Render time and previewing definitely gets messy with that many different source videos. One trick I stumbled on was to standardize all the individual videos first. I kind of arbitrarily decided everything would be cropped to a portrait 3:4
aspect ratio, so I did that, added the person's name, and rendered that as a new file. Then in the main project I could focus on the
grid layouts & transitions, and so forth. I originally tried it just because it was an easier approach to make the titles work, but it ended up making a huge difference in
rendering time. The project had... I think 15-17 singers and an initial draft was around 4hrs
rendering. Pre-processing all the videos took 1-2 hours total, but the main project render time dropped down to a little over an hour. Dealing with all the different aspect ratios, resolutions, formats, codecs, and random other crap that everyone's phone happens to spit out adds a lot more overhead than I realized going into it.
As far as process goes, we did something that combines some of the ideas already mentioned here. The choir teacher created a video that the students would
play on their laptop or chromebook (with
headphones) while recording with their phones. The video included the score and a small view of the
conductor in one corner. It would start with a "One, two, three, *clap* " followed by a pause, and then the lead in to the music--which included a metronome, piano, and one person singing each voice part. We had one person pause their phone between the clap and the start of the music, but for the most part it was pretty easy to get everything lined up, and they mostly stayed in time with each other.
I used Vegas Pro for the video editing--which has some good and bad characteristics. I felt like the process of deciding, "Okay, I've got this many people, so I need to make them all this size and do x rows of y" was pretty clumsy. Instead I actually used Inkscape to just draw out some squares to get the size and
spacing correct. There was a little math involved because Vegas counts from the center of everything and Inkscape uses the bottom left corner, but once I had that figured out it was pretty quick and easy to create position presets and assign the source videos to them.

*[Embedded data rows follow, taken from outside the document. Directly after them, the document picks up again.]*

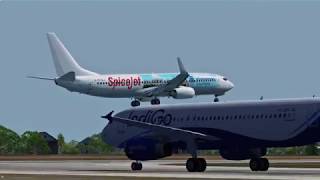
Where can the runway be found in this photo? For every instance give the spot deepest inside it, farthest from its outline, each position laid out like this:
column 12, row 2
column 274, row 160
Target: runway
column 173, row 169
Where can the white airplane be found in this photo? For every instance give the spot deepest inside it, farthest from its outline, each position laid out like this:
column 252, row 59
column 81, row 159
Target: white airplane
column 239, row 130
column 140, row 87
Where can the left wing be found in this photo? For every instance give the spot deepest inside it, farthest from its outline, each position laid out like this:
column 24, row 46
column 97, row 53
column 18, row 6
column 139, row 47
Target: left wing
column 165, row 130
column 171, row 85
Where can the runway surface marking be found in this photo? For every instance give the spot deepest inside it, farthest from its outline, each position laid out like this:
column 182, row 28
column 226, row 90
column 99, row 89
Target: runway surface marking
column 151, row 169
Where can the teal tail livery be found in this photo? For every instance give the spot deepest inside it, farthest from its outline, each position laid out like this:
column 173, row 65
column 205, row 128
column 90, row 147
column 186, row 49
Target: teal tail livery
column 139, row 87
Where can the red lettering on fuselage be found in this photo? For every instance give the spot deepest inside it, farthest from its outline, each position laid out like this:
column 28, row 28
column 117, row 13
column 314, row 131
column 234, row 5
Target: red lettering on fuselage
column 124, row 81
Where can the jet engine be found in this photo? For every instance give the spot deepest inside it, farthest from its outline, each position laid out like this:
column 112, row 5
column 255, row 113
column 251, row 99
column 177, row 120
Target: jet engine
column 147, row 149
column 242, row 154
column 183, row 92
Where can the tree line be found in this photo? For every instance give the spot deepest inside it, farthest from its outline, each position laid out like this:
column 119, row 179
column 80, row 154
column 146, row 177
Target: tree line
column 32, row 143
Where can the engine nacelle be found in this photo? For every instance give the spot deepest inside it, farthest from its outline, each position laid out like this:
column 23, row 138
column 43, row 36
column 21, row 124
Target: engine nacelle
column 147, row 149
column 183, row 92
column 242, row 154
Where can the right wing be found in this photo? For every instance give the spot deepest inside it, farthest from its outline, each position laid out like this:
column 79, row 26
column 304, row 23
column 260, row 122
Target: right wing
column 171, row 85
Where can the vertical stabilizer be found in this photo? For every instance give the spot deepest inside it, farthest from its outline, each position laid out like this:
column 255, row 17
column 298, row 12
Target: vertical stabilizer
column 62, row 59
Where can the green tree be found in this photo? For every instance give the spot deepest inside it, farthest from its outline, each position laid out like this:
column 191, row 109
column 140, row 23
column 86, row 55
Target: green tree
column 9, row 141
column 61, row 143
column 34, row 143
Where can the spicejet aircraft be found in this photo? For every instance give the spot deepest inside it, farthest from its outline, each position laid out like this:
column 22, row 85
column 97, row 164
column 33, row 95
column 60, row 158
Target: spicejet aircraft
column 140, row 87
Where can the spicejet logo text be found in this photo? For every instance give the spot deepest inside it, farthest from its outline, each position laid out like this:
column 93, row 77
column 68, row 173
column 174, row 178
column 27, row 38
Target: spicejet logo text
column 124, row 81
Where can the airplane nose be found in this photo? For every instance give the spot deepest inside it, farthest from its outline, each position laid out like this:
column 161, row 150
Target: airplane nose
column 230, row 85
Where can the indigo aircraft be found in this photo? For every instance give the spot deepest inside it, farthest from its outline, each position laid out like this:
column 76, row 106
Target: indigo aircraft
column 239, row 130
column 139, row 87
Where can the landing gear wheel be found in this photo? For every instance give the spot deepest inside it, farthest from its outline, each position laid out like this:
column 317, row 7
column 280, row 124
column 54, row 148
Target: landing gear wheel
column 155, row 101
column 259, row 164
column 136, row 166
column 135, row 103
column 202, row 165
column 264, row 164
column 196, row 164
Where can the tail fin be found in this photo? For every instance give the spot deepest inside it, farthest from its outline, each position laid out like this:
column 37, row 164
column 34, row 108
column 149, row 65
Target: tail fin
column 63, row 61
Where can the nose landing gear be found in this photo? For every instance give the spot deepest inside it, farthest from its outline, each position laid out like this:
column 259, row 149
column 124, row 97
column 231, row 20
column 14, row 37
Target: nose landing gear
column 259, row 164
column 155, row 101
column 135, row 103
column 196, row 164
column 136, row 166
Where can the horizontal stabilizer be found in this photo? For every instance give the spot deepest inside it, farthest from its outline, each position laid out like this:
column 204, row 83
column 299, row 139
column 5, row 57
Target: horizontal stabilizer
column 181, row 66
column 42, row 78
column 70, row 76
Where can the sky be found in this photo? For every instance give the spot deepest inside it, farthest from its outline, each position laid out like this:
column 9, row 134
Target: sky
column 266, row 48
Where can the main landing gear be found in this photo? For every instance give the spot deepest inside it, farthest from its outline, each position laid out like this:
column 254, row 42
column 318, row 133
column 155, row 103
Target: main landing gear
column 136, row 166
column 259, row 164
column 196, row 164
column 216, row 99
column 135, row 103
column 155, row 101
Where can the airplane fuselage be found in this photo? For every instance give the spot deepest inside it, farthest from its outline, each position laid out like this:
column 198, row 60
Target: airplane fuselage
column 244, row 125
column 133, row 85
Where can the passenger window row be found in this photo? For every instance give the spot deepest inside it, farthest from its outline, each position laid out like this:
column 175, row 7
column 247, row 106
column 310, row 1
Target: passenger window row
column 238, row 117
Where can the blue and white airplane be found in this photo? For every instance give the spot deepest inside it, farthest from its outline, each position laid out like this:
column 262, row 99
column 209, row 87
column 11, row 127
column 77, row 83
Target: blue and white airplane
column 140, row 87
column 239, row 130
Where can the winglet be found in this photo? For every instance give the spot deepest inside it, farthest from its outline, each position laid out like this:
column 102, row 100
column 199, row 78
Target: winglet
column 108, row 116
column 181, row 67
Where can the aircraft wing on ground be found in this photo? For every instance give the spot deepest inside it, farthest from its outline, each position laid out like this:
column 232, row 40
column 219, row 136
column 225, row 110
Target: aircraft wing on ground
column 171, row 85
column 160, row 129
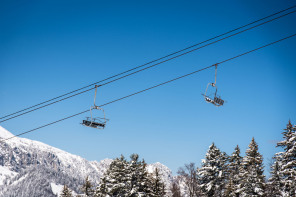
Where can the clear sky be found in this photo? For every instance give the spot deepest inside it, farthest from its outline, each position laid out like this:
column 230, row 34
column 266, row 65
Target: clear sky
column 48, row 48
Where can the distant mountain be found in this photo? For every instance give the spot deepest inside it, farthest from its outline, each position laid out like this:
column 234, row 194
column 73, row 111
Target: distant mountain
column 30, row 168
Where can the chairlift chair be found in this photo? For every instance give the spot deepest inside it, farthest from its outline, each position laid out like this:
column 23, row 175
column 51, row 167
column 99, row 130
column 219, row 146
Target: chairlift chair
column 95, row 122
column 216, row 100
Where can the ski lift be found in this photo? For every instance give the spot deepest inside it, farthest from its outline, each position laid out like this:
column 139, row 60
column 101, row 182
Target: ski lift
column 95, row 122
column 210, row 98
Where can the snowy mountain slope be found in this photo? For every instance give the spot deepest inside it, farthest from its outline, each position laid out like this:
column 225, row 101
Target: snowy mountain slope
column 21, row 158
column 32, row 168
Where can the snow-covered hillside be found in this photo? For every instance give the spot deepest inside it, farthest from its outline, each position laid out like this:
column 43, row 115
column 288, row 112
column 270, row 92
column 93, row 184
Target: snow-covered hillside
column 32, row 168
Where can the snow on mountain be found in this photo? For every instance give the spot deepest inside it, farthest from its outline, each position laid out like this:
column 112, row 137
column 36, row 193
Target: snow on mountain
column 32, row 168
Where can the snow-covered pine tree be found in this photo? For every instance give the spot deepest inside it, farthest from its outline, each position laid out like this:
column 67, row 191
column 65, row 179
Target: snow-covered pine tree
column 66, row 192
column 124, row 178
column 213, row 171
column 287, row 161
column 140, row 184
column 251, row 173
column 233, row 178
column 188, row 176
column 87, row 187
column 273, row 186
column 116, row 180
column 158, row 186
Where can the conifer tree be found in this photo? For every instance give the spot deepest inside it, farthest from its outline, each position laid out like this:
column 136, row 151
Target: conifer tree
column 66, row 192
column 251, row 172
column 125, row 179
column 190, row 178
column 87, row 187
column 287, row 161
column 234, row 165
column 213, row 172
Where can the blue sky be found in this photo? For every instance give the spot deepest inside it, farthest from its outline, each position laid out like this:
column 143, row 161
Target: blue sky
column 51, row 47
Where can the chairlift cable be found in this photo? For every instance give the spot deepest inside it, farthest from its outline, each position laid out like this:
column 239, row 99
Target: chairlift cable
column 143, row 68
column 146, row 64
column 194, row 72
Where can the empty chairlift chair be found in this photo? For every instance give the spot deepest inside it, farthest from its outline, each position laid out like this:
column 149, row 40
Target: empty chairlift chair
column 95, row 122
column 213, row 98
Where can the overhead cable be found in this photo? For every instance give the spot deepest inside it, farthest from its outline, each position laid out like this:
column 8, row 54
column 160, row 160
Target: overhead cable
column 183, row 76
column 153, row 65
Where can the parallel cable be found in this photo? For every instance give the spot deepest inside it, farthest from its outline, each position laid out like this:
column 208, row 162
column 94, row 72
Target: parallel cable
column 183, row 76
column 153, row 65
column 146, row 64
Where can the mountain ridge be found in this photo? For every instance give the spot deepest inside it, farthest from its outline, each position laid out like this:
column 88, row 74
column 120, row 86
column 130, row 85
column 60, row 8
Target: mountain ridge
column 26, row 163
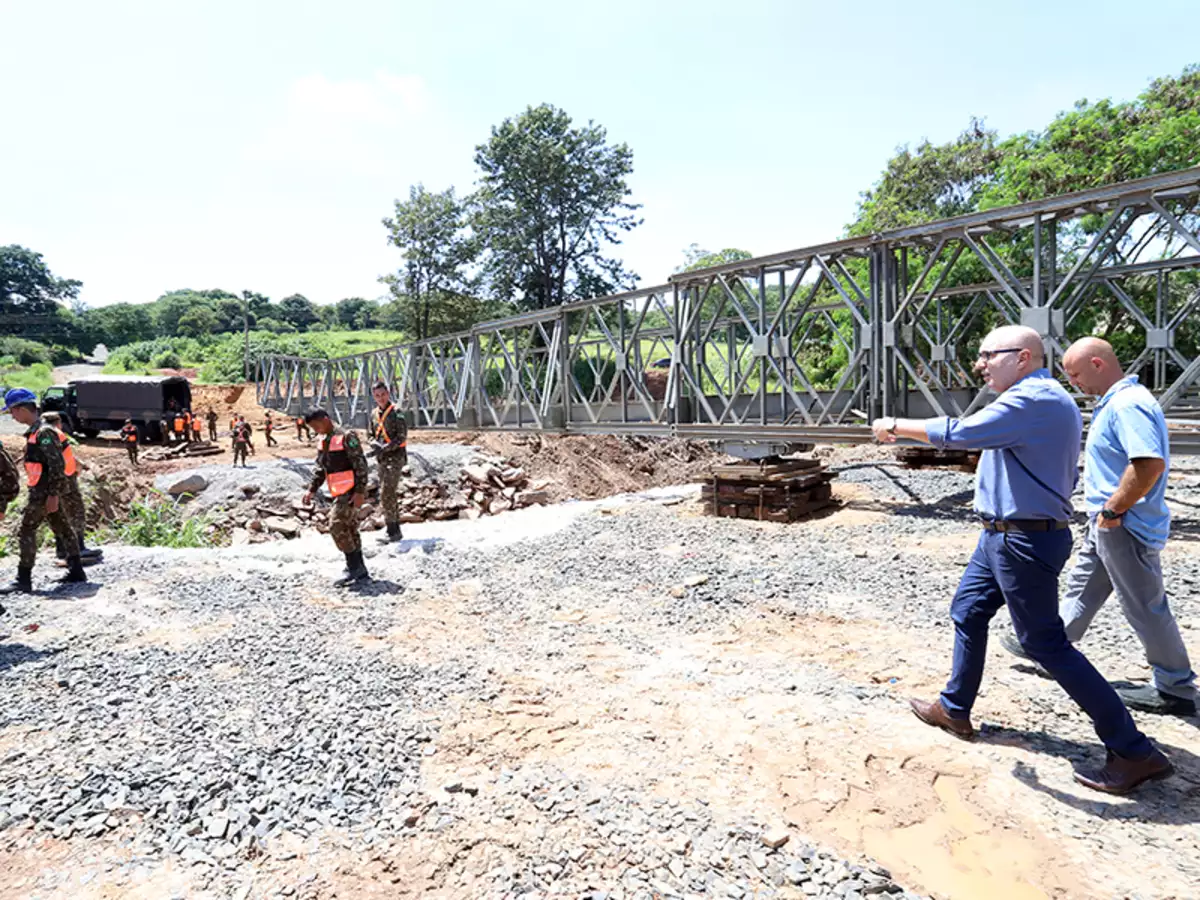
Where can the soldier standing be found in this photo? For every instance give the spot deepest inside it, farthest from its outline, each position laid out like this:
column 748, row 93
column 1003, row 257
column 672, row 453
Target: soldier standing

The choir teacher did the audio editing separately while I worked on the video. It was easier for me to time-align everything in Vegas first, export WAV files to
send to him from that, and then add the mixed version as a new stereo
track when he was done. I can't speak much to his process other than that we both acknowledged one of the hardest parts is deciding what "good enough" means under the circumstances. It's a bunch of mediocre phone mics in terrible acoustical environments, so it's never going to sound as good as you'd like. At some
point you have to accept what's realistic with what you have and not waste endless hours trying to make it just a little
bit better.